Baldwin, 61, is a tough cookie—but with a soft center. For twelve years she was the principal of a gang-infested South Austin middle school, and in 1995 and 1996 she was the principal-in-residence for President Clinton's Department of Education, in Washington. When the AISD superintendent asked her to design a school for juniors and seniors that would circumvent the traditional barriers of high school, she laid down a couple of conditions: a liberal budget (Garza has one computer for every three students and its own media lab, both the envy of other schools in the district) and absolute say over who would be on her staff. Baldwin speaks the language of the street as easily as that of the classroom. The respect and unconditional love that she shows her students is reciprocated in dozens of small ways. There's a lot of hugging and reassuring at Garza. In the hall one day, she put her arm around a huge twenty-year-old man-child named Hank. Hank dropped out after both of his parents died, Baldwin told me, but now he was back, completing high school in the morning and working in the afternoon to support his younger brother. "Hank got into drugs for a while," she explained, as he hung his head and shuffled his enormous feet, "but now he's got his shit together."

Whites are a plurality at Garza, though race here doesn't seem to be a big deal. Ellie jokes that her race is "stirred, not mixed": Her father was black and her mother is white. Ellie lived with her grandparents, Jayne and former state district judge Joe Dibrell, until she was twelve. "My grandmother was old-school," Ellie told me. "She had me taking ballet, horseback riding, tennis, Girl Scouts, something every day." When Jayne began to develop Alzheimer's, the girl went to live with her mom, who by then had remarried. Ellie goes to school until noon, sometimes works until eleven o'clock at a pizza parlor, drives her own new car (her grandfather replaced the one that was wrecked), and makes her own life choices. She has a tattoo that is a tribute to the father she barely knew: the word "Daddy" on one ankle, above a depiction of the AIDS ribbon and the date of his death. "Ellie is high-maintenance," Baldwin confesses. "She can be too smart for her own good."

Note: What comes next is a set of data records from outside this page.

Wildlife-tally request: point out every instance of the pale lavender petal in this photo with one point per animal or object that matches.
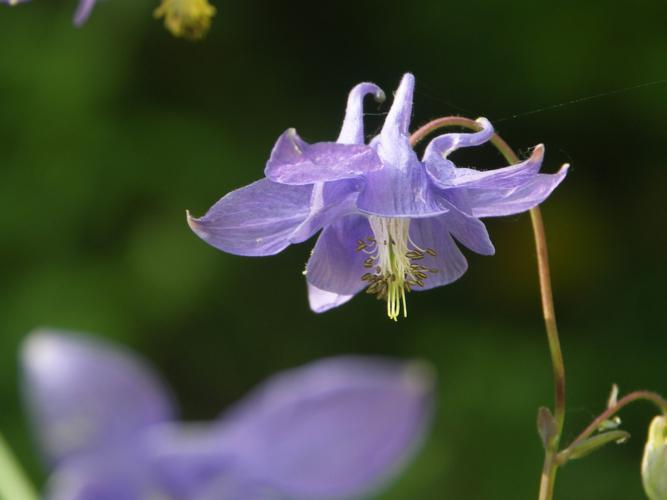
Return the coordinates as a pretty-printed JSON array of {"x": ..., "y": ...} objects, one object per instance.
[
  {"x": 255, "y": 220},
  {"x": 336, "y": 428},
  {"x": 321, "y": 300},
  {"x": 294, "y": 161},
  {"x": 329, "y": 201},
  {"x": 398, "y": 119},
  {"x": 335, "y": 265},
  {"x": 83, "y": 394},
  {"x": 449, "y": 263},
  {"x": 114, "y": 474},
  {"x": 352, "y": 131},
  {"x": 400, "y": 193},
  {"x": 83, "y": 11},
  {"x": 530, "y": 192},
  {"x": 508, "y": 177},
  {"x": 401, "y": 188},
  {"x": 469, "y": 231}
]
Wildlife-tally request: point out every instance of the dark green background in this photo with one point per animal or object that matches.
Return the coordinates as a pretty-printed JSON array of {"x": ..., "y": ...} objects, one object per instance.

Short and attractive, Ellie wears her long, curly hair in a bun and works out at the YMCA to maintain her ideal weight. She is bright and precocious but can be excessively dramatic and self-absorbed. She favors off-the-shoulder blouses and high stiletto heels. "It's a forties look," she explained. For her English IV reading assignments, she selected books that were once censored, including Sylvia Plath's The Bell Jar and Jack Kerouac's On the Road. Her goal is to graduate from the University of Texas law school, where her grandfather and uncle are alumni. "My dream is to be on the U.S. Supreme Court," she told me. "I know that's really, really unlikely." She would settle for being a judge, like her grandfather. Garza has given her a chance to reach that goal. "It has taught me that I can defy the odds," Ellie told me. "A lot of people think Garza is a last-chance school, and in a way it is. We're giving ourselves a last chance."

But Garza may be facing its own last chance in a few years if its graduation rate doesn't rise. So draconian are the penalties under No Child Left Behind that Baldwin sometimes wonders if the Bush administration's real agenda is to discredit public schools and convince people that vouchers are the solution. If accountability is really the goal, she says, they should give Garza extra credit for the fifteen students who graduated in only three years. "Schools have to have higher standards," Baldwin concedes, "but we don't have to have this gotcha mentality."

In the meantime, she has developed a plan to help students catch up before the federal alarm clangs: a four-credit thematic course under the rubric "Forensics." Assisted by the Austin Police Department, students are working on a realistic criminal case—DNA analysis, fingerprinting, evidence collection, ballistics, and finally, a mock trial—while taking four separate courses in chemistry, integrated physics, desktop publishing, and criminal justice. Not surprisingly, the class is filled to capacity.